Although the entry of smaller container ships calling at the Port of Los Angeles has reduced the number of TEUs handled at the port, it has not helped the port gain in efficiency. The frames are cemented outside the port. According to the dwell times of the chassis in the terminals and on the street, the chassis are in container purgatory.

The latest push by the Port of Los Angeles to free up land capacity is the threat to charge shipping carriers a levy on long-lived empty containers. Some improvement is recorded – but, again, the port is still at 100% capacity.

In the table below, the empty rectangle represents empty container levels as of November 15. The filled rectangle represents the current quantity.

What we see here is like trying to dig a hole in quicksand. The inbound container volume cancels out any “earnings” in the outbound containers.

The Pacific Maritime Association told American Shipper, “Historic supply chain congestion highlights the vital role West Coast ports play in the U.S. economy and reinforces the importance of every link in our supply chain. of supply: warehouses, trucks, trains, truck chassis and other equipment, in addition to maritime terminals.

“Each of these must work efficiently and in concert, with sufficient manpower, to relieve the congestion that is slowing the movement of goods across the country.”

So what does this lack of productivity mean for the supply chain? Inflation.

Importers pay more for horrible service and for those who borrow, the interest they pay on these products is passed on to the consumer, fueling inflation.

Based on the marine and logistics visibility company Project44’s breakdown of an average freight value of $40,000 per twenty-foot equivalent unit out of the Port of Los Angeles, shippers found themselves paying about $106 per TEU per month against a financing cost of 3.2%.

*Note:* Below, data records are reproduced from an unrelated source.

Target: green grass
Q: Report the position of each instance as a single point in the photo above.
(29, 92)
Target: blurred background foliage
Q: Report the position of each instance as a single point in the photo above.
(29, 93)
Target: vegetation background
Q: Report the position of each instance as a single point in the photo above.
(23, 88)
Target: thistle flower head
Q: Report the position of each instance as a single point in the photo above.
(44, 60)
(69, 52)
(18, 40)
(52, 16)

A breakdown of project data44 shows an average of 540,255 TEUs per month expected outside the Port of Los Angeles in 2021 with an average of 377 container ships per month waiting at anchor for a berth.

Another disturbing trend in container movement out of the Port of Los Angeles is the increasing dwell time of US export containers. The increased dwell time is a physical reminder of shipping carriers taking empty containers on US exports.

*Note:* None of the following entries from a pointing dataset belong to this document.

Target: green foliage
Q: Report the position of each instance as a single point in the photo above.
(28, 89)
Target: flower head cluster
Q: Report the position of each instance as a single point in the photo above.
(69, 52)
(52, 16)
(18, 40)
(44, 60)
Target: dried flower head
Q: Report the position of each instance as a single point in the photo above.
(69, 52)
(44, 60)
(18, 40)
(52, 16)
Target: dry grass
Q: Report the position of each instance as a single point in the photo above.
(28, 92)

US exports hit a 17-year low from the Port of Los Angeles, but empty containers exported increased. This is the direct result of commercial decisions by shipping carriers. This is another monetary lever in the flow of trade that is locked in and will only be released when shipping lines start accepting exports in a timely manner.

Instead, we heard praise from the Biden administration about the Port of Oakland opening a new container yard for agricultural exports to access empty containers to use for exports. Los Angeles should have a similar measure.

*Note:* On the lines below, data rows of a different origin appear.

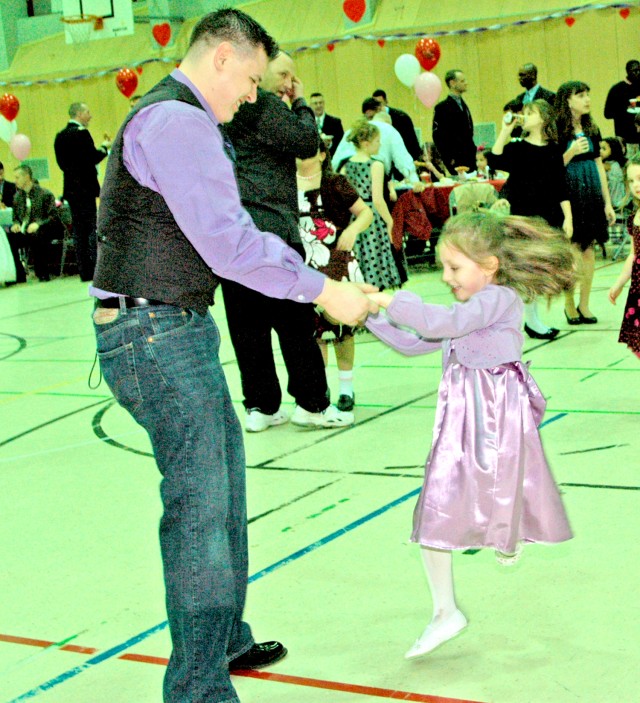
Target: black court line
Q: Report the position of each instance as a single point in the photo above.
(329, 434)
(597, 485)
(336, 471)
(593, 449)
(96, 426)
(22, 345)
(50, 422)
(291, 502)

“We are working with industry to review all export opportunities and utilize the many empty containers at our sea terminals,” Seroka said. “US exporters need access to containers to be able to move their product. The next step is to align with service providers on a geography-based approach.

But the reality of this solution is this: no matter how many opportunities west coast ports provide the agriculture industry for empty containers so they can be billed, it doesn’t mean they will be exported.

Ocean carriers must accept these exports on their ships. Based on the historical flow of US exports, which is controlled by foreign shipping carriers, the record speaks for itself. The decline in US exports from the country’s largest port is a stark reminder of the rollover of trade.

While these extra containers being made available are being hailed by the Biden administration as a win for the agriculture industry, it’s just empty political rhetoric until ocean carriers place the boxes on their ships.

For the proprietary ports of LA and Long Beach to operate effectively, every participant in the trade must sit down at the table and agree to act and work 100%. The finger pointing should stop.

It has been known for over a year now that US importers are not getting their money’s worth. Some participants in the trade make money in spades. American trade is held hostage and the purse strings of importers have lost all elasticity.

Accounts must be taken. No political rhetoric. Containers don’t lie.